Today I’m practicing slow journalism. Today I said yes to an opportunity to which common sense dictated I say no. I drove south instead of north. I skipped the office, I went well off-campus; out on a limb, on the lam and in the company of our college curator, Shan Bryan-Hanson.
Shan was intent on some art “shopping” at the warehouse conservation facility of the Kohler Foundation. The foundation’s is a visionary endeavor and the warehouse is its treasure chest. Most foundations write checks. The Kohler Foundation acquires art, restores it and then carefully thinks to itself, hmmm.
Hmmm, it thinks. We have all these nicely restored pieces, pieces of considerable merit. Now, what would be some sensible organizations to whom we might gift these pieces – organizations that would be well placed to take care of them, and to share them?
Sometimes the answer to that question is, why, to the Smithsonian. Sometimes it is, to some local high school in Sheboygan, Wis. Sometimes it is, to MoMA and, sometimes it is, why, to St. Norbert College, of course.
We have on campus, for instance, the beginnings of a Joseph Friebert collection and good facilities for its storage and display. Today, Shan is hoping to extend that collection; and she’s looking, too, at work by Friebert’s fellow Wisconsin artist, Kenn Kwint. (They love Shan at the warehouse: She is just like them: knowledgeable and thoughtful.)

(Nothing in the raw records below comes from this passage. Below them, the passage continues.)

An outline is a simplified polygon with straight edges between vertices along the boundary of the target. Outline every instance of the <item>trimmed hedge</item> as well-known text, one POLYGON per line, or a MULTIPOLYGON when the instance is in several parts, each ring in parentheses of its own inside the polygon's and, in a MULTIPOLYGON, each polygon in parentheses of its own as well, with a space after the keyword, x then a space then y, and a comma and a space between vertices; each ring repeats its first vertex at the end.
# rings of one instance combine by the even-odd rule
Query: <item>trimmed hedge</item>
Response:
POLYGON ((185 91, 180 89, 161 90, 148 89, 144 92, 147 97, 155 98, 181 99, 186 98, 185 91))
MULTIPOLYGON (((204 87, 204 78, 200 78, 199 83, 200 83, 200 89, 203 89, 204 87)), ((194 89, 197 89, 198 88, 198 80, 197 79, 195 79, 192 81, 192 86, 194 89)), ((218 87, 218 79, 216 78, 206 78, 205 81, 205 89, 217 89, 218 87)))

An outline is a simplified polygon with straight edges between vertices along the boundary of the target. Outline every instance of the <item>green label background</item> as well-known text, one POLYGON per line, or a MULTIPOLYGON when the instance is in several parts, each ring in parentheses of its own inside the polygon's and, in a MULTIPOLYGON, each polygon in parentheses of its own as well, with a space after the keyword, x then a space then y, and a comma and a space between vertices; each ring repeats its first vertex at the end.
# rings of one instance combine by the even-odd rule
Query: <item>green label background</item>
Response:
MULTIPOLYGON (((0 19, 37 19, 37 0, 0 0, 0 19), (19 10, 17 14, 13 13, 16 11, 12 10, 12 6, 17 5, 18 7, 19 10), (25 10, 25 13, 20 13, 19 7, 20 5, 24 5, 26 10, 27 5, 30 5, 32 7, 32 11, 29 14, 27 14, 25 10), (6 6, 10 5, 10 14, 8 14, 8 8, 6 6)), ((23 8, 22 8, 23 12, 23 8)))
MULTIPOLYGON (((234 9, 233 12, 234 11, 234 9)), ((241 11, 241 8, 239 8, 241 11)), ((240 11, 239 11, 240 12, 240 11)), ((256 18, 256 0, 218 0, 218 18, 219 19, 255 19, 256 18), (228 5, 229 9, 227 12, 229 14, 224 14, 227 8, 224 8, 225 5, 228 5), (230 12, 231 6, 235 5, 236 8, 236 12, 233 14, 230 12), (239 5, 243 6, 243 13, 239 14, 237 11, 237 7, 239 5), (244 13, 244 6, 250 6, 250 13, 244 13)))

Now, for a future article on this generous relationship, I’ll need at most 600 words – along with some high-quality images mooched from the foundation’s inventory – in order to share with our readers this unlooked-for abundance, and what it means to our students. This is all to happen in some forthcoming issue of St. Norbert College Magazine, date yet to be determined. Back at the office, the Fall 2015 issue lies untended. As I head south, I’m aware that there are maybe two questions still to be answered before I put pen to paper. There may be a third, but I haven’t thought of it yet.
I say to myself, hey. How about you just let this one unfold?
So I tag along. I hang out. I don’t have much to do, but I watch. I listen. I pay attention. I put my first question. I touch. (You can touch, at the warehouse.) I cast my vote for one piece. (Not that Shan pays any attention – she knows what she is looking for). I ask my second question, and a third. I take a few poorly lit iPhone photos that will be of no use to anyone. I look at some boxes labeled for the Smithsonian and wonder what’s inside them. I clue back in to what is going on at the table, where Shan’s picks are accumulating. Suddenly it becomes evident that a show is being curated here, and I ask, how. I ask, what.
Lunch arrives. (These are the kind of people who feed you as they are sharing their wealth with you. Lunch is an order from Jimmy John’s – freaky fast, but not so fast as to break the mood.) I poke around just a little bit more, and then I leave. It’s my birthday and I’ve given myself this day as a birthday treat. I’ve promised myself a walk on the dunes at Kohler-Andrae State Park. (Yep. Same Kohlers, bless them. This is the high-end kitchen-and-bath company family and their money.)
Producing a college magazine with a large vision and a small budget often feels like attempting to stretch a dinette-sized tablecloth across a table large enough for a Hogwarts-sized dining hall – a table upon which banquet after banquet of stories keep serving themselves up, the feast never ending.
Amid all this abundance, economy and efficiency prevail at the magazine. Contingency dictates that many stories are stingily reported, via phone call and email. I worry that it shows. Just a week or so ago I myself sat down for exactly one hour with a new faculty member in order to write a profile of her. (Mid-interview, I remembered once hearing Dale Keiger, associate editor at Johns Hopkins Magazine, talk about the three full days – I’m pretty sure it was three – that he spent hanging out with Funny Cide’s trainer, Barclay Tagg, for a story. I bet that was a heck of a profile. Dale fielded a question from a room full of less well-placed editors about what to do if we found ourselves with only one hour to spend with a subject: “First of all, I hope you never find yourselves in this position.”)
I can tell you what it feels like, profiling someone with whom you have spent precisely one hour. It feels like an act of gross impertinence, is what it feels like.
I wouldn’t call what I did today deep reporting. But let’s call it slow reporting, and honor it as such.
And now here I sit, under a sky as blue as blue; sand in my shoes and one toe in Lake Michigan; some small shells and a seagull feather decorate my outdoor desk.
I’m shopping through my Kohler notes, curating my story.
It’s a slow day at the office.
Fun fact: the Hogwarts dining scenes were actually filmed in the dining room of Christchurch, Oxford. So there is, in fact, a higher-ed underpinning to this not very magical metaphor.